Si, en revanche, l’accord échoue ET que Strategy commence effectivement à vendre :
- Le BTC testera rapidement le support à 76 000 $ ; une cassure ouvrirait la voie à un nouveau support significatif à 74 500 $.
- Dans un scénario extrême, le BTC pourrait descendre sous les 70 000 $, soit une zone clé depuis avril 2026.
Or : retrait partiel des gains d’hier
L’or a connu aujourd’hui un léger recul, oscillant entre 4 690 $ et 4 710 $. La chute du prix du pétrole et les rumeurs de paix ont atténué la demande de valeur refuge.
La logique est limpide : lorsque la prime de risque géopolitique disparaît, la « prime de guerre » attachée à l’or s’efface également. Toutefois, la pression inflationniste demeure (IPC à 3,8 %, IPPI à 6 %, chute de Walmart confirmant le ralentissement de la consommation). Cela correspond exactement à l’état neutre attendu dans un scénario de stagflation : l’or devrait subir une pression, mais ne devrait pas chuter profondément.
Synthèse du jour : trois points de basculement narratifs indépendants le même jour
Le marché se trouve aujourd’hui à une croisée des chemins délicate :
Si l’accord avec l’Iran se concrétise la semaine prochaine, si le prix du pétrole se stabilise entre 90 et 95 $, et si la chute de Walmart reste un cas isolé → ce sera le point de départ officiel d’un retour de l’appétit pour le risque au second semestre 2026 ; le S&P 500 pourrait viser les 7 600 points, le BTC revenir au-dessus de 82 470 $, et le Nasdaq poursuivre sa progression vers de nouveaux sommets.
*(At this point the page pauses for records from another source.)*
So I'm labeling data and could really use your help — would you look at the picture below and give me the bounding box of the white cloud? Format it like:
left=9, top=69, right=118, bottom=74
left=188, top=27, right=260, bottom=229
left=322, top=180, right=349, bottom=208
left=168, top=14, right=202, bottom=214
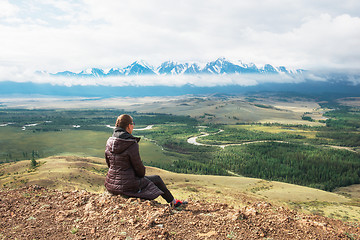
left=0, top=0, right=360, bottom=83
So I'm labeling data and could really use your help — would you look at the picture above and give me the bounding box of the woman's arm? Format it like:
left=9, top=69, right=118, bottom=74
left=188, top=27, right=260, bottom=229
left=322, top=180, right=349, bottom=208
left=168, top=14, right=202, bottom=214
left=128, top=143, right=145, bottom=177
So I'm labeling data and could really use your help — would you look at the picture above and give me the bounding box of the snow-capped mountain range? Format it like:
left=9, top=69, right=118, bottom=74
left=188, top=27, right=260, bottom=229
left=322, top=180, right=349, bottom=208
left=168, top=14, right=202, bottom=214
left=51, top=58, right=304, bottom=78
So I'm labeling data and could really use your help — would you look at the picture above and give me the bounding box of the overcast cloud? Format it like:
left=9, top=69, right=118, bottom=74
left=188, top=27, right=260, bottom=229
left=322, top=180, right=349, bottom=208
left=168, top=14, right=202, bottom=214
left=0, top=0, right=360, bottom=84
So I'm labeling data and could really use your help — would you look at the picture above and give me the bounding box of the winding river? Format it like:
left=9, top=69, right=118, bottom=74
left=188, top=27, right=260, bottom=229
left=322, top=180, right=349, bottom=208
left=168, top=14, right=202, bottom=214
left=187, top=129, right=358, bottom=153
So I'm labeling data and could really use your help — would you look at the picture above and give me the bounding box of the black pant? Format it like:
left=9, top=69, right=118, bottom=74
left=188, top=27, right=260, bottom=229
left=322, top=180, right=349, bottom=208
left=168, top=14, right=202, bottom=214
left=145, top=175, right=174, bottom=203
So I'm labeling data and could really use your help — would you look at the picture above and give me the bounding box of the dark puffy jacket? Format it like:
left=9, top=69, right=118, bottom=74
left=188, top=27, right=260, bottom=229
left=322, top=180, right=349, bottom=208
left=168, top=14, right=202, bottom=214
left=105, top=128, right=163, bottom=200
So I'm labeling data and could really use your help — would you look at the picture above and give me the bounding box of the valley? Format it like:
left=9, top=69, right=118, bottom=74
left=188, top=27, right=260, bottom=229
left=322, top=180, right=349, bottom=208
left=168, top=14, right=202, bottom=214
left=0, top=94, right=360, bottom=221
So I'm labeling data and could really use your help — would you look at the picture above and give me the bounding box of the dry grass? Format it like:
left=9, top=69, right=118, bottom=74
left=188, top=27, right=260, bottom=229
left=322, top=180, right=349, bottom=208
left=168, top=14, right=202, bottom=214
left=0, top=156, right=360, bottom=221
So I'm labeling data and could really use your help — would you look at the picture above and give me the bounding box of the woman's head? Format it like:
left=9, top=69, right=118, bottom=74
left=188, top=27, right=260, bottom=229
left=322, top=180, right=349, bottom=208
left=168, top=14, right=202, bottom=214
left=115, top=114, right=134, bottom=130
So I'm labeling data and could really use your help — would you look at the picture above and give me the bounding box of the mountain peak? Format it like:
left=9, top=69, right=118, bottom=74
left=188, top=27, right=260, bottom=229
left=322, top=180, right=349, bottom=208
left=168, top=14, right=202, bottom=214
left=52, top=57, right=303, bottom=77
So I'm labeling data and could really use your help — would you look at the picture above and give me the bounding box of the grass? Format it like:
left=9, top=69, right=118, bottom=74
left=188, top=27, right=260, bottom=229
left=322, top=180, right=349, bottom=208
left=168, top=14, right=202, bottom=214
left=0, top=156, right=360, bottom=221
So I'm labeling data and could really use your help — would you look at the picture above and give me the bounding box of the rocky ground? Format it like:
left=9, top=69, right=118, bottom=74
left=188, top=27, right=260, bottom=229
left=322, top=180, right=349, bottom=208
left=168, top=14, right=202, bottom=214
left=0, top=186, right=360, bottom=239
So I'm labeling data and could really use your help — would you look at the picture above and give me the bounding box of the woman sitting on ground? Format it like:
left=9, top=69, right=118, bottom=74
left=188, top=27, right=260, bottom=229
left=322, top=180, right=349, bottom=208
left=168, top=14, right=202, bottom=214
left=105, top=114, right=187, bottom=207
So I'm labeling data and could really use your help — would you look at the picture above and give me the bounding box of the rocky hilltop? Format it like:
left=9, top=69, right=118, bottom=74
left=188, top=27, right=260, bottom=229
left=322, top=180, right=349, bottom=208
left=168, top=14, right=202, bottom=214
left=0, top=185, right=360, bottom=239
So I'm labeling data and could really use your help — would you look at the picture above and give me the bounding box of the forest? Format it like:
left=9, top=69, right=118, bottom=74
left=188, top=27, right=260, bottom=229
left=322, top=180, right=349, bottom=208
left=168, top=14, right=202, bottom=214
left=0, top=100, right=360, bottom=191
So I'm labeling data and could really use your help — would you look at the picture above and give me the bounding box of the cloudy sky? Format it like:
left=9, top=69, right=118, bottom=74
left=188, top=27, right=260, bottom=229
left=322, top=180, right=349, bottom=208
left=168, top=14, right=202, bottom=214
left=0, top=0, right=360, bottom=80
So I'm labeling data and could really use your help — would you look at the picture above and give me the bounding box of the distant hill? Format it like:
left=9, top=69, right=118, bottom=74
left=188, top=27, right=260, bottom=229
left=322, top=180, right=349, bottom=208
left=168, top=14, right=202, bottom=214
left=0, top=156, right=360, bottom=223
left=0, top=80, right=360, bottom=98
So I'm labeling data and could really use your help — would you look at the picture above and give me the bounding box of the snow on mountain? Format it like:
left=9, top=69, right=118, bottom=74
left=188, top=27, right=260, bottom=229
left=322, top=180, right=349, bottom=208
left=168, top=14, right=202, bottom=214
left=52, top=58, right=304, bottom=77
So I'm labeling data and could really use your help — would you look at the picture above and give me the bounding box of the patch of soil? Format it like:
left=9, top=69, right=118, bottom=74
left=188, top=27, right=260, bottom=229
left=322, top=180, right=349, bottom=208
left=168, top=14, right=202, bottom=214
left=0, top=186, right=360, bottom=239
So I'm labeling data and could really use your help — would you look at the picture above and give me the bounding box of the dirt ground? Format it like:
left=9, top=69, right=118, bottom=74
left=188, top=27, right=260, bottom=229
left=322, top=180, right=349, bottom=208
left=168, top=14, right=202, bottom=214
left=0, top=185, right=360, bottom=239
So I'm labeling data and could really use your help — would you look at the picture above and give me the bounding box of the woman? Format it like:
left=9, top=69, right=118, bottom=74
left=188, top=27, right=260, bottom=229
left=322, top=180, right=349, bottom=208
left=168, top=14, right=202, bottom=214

Si, au contraire, l’accord avec l’Iran échoue, si la révision à la baisse des prévisions de Walmart est suivie par Target et Costco, et si NVIDIA poursuit sa baisse progressive → ce sera le début officiel du scénario de stagflation ; le S&P 500 devra tester les 7 200 points, voire les 7 000 points, tandis que le BTC reviendra tester les 74 000 $.
Un troisième scénario, encore plus complexe, est possible : la baisse du prix du pétrole atténue l’inflation, mais la révision à la baisse des prévisions de consommation révèle une faiblesse de la demande — c’est précisément le signal précoce d’un passage de la stagflation à la récession. La Fed devra alors faire face à une question encore plus ardue qu’il y a une semaine : doit-elle baisser les taux pour soutenir la demande, ou maintenir la pression sur l’inflation ?
Demain est vendredi, aucune donnée économique majeure n’est prévue. En revanche, la semaine prochaine réserve plusieurs indicateurs clés :
- 27 mai : résultats de Costco
- 28 mai : résultats de Target
- 30 mai : données sur l’inflation PCE hors énergie et alimentation (l’indicateur d’inflation le plus suivi par la Fed)
Chacune de ces données pourrait déclencher soit la « confirmation d’un ralentissement de la consommation », soit un « signal d’atténuation de l’inflation ».
Quant à aujourd’hui, ce qu’il faut retenir, ce n’est ni le « rapport parfait » de NVIDIA, ni sa « baisse attendue », mais plutôt cette phrase :
Lorsqu’une entreprise passe du statut de « moteur du marché » à celui de « bruit de fond du marché », son histoire entre dans sa deuxième moitié. Cette deuxième moitié sera certainement moins spectaculaire que la première, mais elle convient mieux aux grands investisseurs cherchant une exposition durable.